Another territorial-era name for Muddy Boggy Creek, "Middle Boggy Creek," is no longer in use. Area residents who used it as a naming convention tended to refer to different sections of the creek as the North Boggy, Middle Boggy, and South Boggy. This usage appears to have referred more to specific regions of the watershed than to characteristics of the creek itself.

Choctaw Indians began relocating to the Indian Territory and the Muddy Boggy basin during the 1830s, reestablishing what is today called the Choctaw Nation of Oklahoma and its government. Choctaws divided their nation into three administrative and judicial provinces, or districts, with each province being subdivided into counties. The Pushmataha District used the creek or its tributaries to form boundaries between Atoka County, Jack's Fork County, Jackson County and Kiamitia County. The District's administrative and judicial capital, Mayhew, was said to be positioned "between the forks of the Boggies".

=== Ferries and Bridges ===
Muddy Boggy was historically an impediment to travel in the region, due to its forks and also its main characteristic: muddy banks enclosing a fairly deep channel, making it difficult to ford. Three ferry boats plied the river during much of the territorial and early statehood days. Ferry operations were licensed by the Choctaw Government via Acts of the General Council, which determined pricing for each crossing and established each ferry operation as an individual franchise. An important ferry operated north of what is now Boswell, Oklahoma, along the road from Nelson, then an important farming center, to the capital of the Pushmataha District, or province, at Mayhew.

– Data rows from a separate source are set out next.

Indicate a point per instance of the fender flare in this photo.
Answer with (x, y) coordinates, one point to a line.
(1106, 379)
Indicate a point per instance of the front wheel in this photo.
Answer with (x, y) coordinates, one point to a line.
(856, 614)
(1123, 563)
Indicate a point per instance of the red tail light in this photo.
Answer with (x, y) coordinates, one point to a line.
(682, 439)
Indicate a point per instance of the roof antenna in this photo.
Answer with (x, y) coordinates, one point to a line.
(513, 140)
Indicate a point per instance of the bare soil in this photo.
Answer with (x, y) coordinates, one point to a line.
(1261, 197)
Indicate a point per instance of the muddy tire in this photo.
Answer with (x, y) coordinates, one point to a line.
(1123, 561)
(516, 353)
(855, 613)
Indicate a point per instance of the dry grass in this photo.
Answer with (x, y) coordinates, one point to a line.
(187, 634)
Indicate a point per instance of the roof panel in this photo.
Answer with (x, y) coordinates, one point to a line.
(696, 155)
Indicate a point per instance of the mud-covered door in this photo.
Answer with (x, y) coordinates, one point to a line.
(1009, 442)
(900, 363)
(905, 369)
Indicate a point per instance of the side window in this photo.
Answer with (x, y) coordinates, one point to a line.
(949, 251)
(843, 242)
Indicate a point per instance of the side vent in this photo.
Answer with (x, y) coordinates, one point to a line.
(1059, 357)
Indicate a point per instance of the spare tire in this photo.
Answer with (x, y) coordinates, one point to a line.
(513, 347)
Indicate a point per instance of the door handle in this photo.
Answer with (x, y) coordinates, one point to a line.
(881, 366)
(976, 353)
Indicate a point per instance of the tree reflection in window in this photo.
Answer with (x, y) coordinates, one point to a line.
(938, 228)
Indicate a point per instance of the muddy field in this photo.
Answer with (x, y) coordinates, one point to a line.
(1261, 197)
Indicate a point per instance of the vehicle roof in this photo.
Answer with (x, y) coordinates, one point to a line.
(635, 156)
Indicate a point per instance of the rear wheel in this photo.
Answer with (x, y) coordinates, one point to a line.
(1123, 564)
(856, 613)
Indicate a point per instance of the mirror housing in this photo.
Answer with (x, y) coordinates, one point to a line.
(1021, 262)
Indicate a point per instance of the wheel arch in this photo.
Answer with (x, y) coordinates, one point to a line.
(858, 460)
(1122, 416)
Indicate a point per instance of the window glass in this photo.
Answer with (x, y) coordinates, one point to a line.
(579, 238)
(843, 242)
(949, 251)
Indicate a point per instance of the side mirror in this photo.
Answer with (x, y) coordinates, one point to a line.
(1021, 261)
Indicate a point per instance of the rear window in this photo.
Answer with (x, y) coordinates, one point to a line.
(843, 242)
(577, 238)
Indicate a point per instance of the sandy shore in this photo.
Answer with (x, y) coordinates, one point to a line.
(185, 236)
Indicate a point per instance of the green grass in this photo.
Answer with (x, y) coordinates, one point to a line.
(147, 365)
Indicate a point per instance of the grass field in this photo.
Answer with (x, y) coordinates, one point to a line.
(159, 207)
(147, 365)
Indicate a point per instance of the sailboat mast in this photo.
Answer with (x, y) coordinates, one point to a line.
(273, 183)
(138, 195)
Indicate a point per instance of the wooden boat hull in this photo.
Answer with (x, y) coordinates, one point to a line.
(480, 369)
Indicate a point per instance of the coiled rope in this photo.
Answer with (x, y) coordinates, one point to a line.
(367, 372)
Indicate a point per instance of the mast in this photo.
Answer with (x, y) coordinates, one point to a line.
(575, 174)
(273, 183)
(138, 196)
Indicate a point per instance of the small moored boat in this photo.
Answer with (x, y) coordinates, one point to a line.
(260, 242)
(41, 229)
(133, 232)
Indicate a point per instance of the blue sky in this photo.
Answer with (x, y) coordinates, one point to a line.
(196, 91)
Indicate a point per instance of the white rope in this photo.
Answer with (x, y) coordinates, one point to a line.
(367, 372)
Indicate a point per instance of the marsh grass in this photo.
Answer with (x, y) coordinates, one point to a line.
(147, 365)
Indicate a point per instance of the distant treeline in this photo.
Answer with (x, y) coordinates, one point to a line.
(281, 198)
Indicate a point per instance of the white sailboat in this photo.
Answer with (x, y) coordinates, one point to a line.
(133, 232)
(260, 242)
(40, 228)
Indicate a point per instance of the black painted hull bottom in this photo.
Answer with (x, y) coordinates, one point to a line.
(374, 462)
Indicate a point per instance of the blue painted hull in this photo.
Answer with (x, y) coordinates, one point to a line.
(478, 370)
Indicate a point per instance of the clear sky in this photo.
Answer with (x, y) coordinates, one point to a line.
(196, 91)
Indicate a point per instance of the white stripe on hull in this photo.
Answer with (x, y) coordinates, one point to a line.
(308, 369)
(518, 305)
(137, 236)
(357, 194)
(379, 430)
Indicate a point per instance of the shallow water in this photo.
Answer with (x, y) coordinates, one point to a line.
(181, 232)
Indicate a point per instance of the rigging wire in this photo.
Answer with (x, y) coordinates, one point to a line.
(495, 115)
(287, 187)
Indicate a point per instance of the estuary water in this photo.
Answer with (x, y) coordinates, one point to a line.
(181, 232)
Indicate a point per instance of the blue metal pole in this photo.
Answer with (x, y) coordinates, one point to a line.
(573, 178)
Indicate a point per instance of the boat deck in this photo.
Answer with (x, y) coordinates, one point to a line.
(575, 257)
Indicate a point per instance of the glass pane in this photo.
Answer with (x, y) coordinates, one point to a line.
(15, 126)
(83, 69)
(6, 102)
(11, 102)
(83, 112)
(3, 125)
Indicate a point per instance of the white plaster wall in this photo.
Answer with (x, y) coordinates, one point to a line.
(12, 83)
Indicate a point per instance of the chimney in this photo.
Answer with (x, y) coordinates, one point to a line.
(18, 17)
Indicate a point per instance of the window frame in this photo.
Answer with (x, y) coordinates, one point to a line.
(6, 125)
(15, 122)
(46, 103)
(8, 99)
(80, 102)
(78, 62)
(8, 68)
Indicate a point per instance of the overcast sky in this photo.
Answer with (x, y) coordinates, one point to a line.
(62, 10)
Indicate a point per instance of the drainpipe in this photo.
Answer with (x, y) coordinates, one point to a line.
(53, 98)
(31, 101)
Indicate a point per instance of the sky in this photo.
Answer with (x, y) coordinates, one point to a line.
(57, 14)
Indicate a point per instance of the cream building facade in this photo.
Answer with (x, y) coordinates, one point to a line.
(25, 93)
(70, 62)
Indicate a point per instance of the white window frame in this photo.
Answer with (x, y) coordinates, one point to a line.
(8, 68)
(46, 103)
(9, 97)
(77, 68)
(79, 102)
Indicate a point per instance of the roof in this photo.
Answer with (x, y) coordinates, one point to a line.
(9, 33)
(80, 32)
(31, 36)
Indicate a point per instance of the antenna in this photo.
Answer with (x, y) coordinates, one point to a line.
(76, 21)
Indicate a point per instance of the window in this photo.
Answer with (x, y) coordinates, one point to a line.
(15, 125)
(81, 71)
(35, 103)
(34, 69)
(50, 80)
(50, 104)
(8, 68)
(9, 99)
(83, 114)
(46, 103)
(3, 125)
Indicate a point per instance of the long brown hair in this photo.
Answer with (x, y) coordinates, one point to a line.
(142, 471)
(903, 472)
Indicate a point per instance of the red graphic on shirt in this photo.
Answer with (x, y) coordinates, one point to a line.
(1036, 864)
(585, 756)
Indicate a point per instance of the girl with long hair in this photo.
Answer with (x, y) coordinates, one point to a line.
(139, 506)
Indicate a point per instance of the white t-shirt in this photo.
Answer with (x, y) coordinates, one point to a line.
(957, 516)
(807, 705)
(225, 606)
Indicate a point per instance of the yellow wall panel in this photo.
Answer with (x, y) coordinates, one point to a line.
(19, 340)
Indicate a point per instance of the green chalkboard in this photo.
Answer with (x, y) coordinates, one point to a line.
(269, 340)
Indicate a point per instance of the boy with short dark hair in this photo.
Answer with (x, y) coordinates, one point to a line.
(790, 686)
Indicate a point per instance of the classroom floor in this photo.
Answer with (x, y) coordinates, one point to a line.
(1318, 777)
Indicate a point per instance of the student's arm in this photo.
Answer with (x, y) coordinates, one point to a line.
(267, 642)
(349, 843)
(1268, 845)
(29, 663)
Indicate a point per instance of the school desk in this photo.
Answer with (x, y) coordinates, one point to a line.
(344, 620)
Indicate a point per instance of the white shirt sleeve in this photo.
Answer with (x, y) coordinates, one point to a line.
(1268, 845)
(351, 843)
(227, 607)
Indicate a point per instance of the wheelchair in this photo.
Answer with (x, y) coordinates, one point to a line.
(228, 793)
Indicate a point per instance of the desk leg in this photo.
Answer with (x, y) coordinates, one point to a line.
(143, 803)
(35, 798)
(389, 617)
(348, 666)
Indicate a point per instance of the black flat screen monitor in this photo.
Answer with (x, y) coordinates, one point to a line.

A second ferry operated along the same road, where it crossed Muddy Boggy just below the mouth of McGee Creek.

A third ferry operated one mile north of Atoka, Indian Territory (now Atoka, Oklahoma), near Harkins Spring. This may have been the busiest ferry of the three as it was closest to a town, and was along the Bullerfield Overland Mail, an important stagecoach line between Fort Smith, Arkansas and Boggy Depot, Indian Territory. At some point during the late territorial period the ferry boat was replaced by a toll bridge.

Bridges across the Muddy Boggy and its forks remained a novelty until a concerted period of highway planning and construction began to accompany the expanding private ownership of automobiles following World War One. The first bridge to cross Muddy Boggy east of Atoka, between Lane and Farris, was built in 1919. The first bridge over the creek along the highway between Durant and Hugo was built near Boswell in 1930.

=== Impounding the Waters ===
Following World War II, a series of dams was authorized by Congress along the main stem of the Red River of the South and its major tributaries, including the Muddy Boggy. These were primarily for flood control, but also for recreation and tourism. The dam on Muddy Boggy would have been three miles west of Soper, immediately north of the state highway, and created a lake called the Boswell Reservoir. Although the dam continues to be authorized, no funds have ever been appropriated for it due to a perceived lack of enthusiasm by local residents. Other dams authorized by Congress as part of the flood control project were built at Denison, Texas (Lake Texoma) and Sawyer, Oklahoma (Hugo Lake), among other locations.
=== Events of Note ===
During the American Civil War in the Indian Territory, a military engagement between Union and Confederate forces took place in the Choctaw Nation north of Boggy Depot, Indian Territory. The Battle of Middle Boggy, in February 1864, was fought over control of an important crossing of Muddy Boggy (or Middle Boggy) Creek and resulted in a Union victory. After the battle the Confederate army ceased to be an organized military force in the Indian Territory, leading in part to the Battle of Fort Smith in August 1864 and the fort's surrender to Union forces.